史進はスーツの内ポケットから携帯カードを取り出すと梁山泊へ連絡を入れ、教会へと向かうよう部下に指示を出す。通話を切った史進の手に静間はオーブを渡した。
「思わぬ展開だったが、これで梶尾が何をしようとしているのか予測できました」
苦悶の表情で静間は独言のように話し始める。
「全属性の合計エネルギーは当然各属性のエネルギーの総数を遥かに超える。今やエネルギー問題の殆どが紋章によって解消されているとはいえ、属性の性質による不便さや問題も無い訳じゃない。それさえも解消し、ほぼ万能とも言えるエネルギーを持ってすれば現状世界の頂点に君臨することは難しくない。もし兵器に転用するようなことがあれば恐ろしいことになるが…」
お前にはやらせぬよ、という視線を史進へ向ける。
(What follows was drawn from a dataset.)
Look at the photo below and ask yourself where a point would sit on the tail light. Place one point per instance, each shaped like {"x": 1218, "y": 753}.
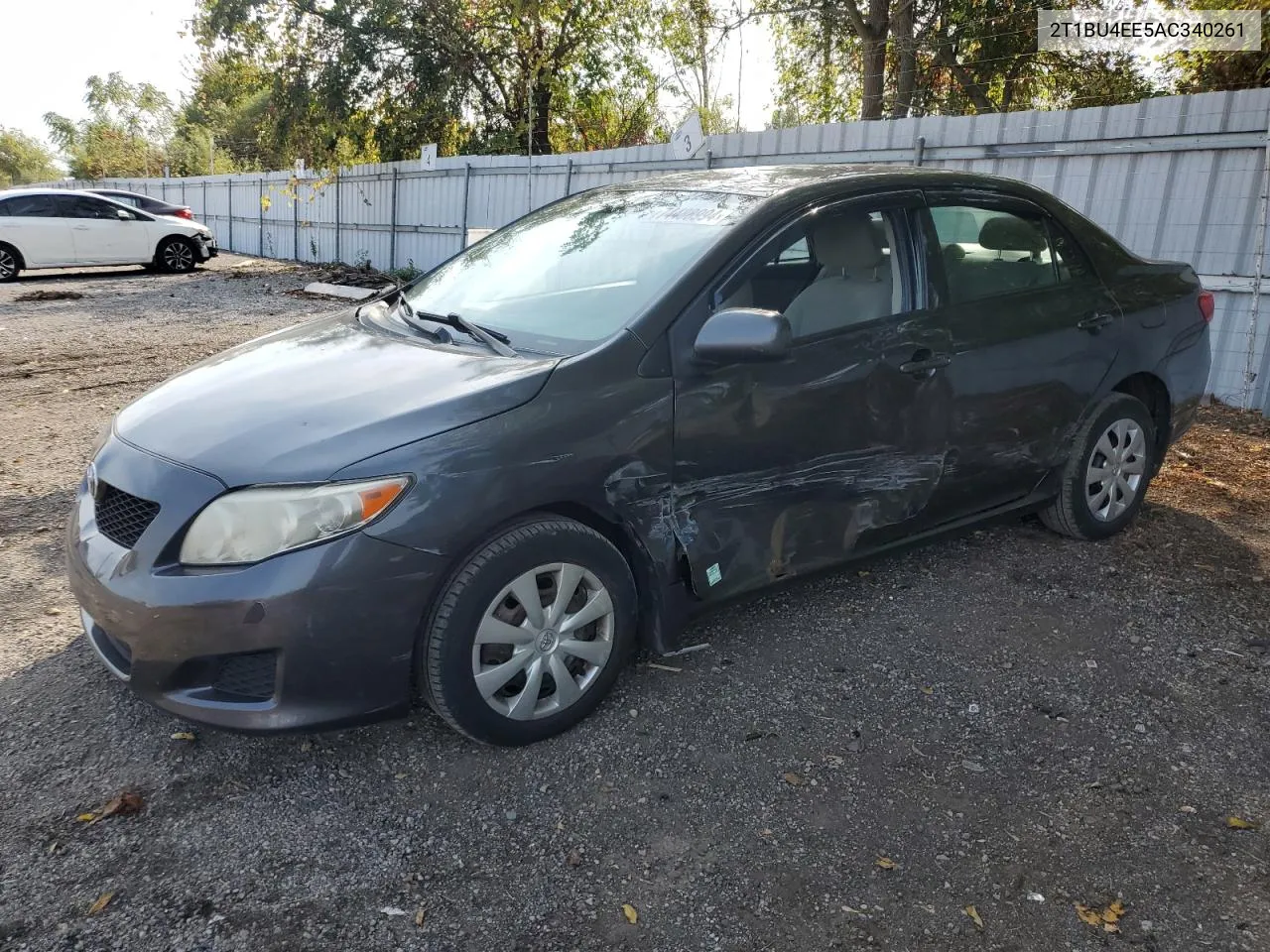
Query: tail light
{"x": 1206, "y": 306}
史進は苦笑した。
「疑われているようですが私にそんな度胸などありませんよ。あくまで我々の目的は市民を守り、且つ人々が己の存在意義を疑わぬようお手伝いする、ということなのですから」
史進から目を逸らし、全の飛び出した扉の先を眺めて不安になる。
いつの時代も力が何かを壊そうとする。
破壊と再生の繰り返しが人の、いや世界の姿なのだろうということは老いた身にはよく分かる。
だが、今また何か新たな力が新たな破壊を生み出そうとしているのではないだろうか。その不安は既に朽ちかけている我が身を案じているのではなく、全のような若い者たちが重責を負うのを見たくないという想いから来ていた。老人は己のうちに眠る過去の記憶を開きかけて、慌てて閉じる。
「どうして同じことの繰り返しになるんだろうなぁ」
静間老人は史進の掌にあるオーブを眺めて一人呟いた。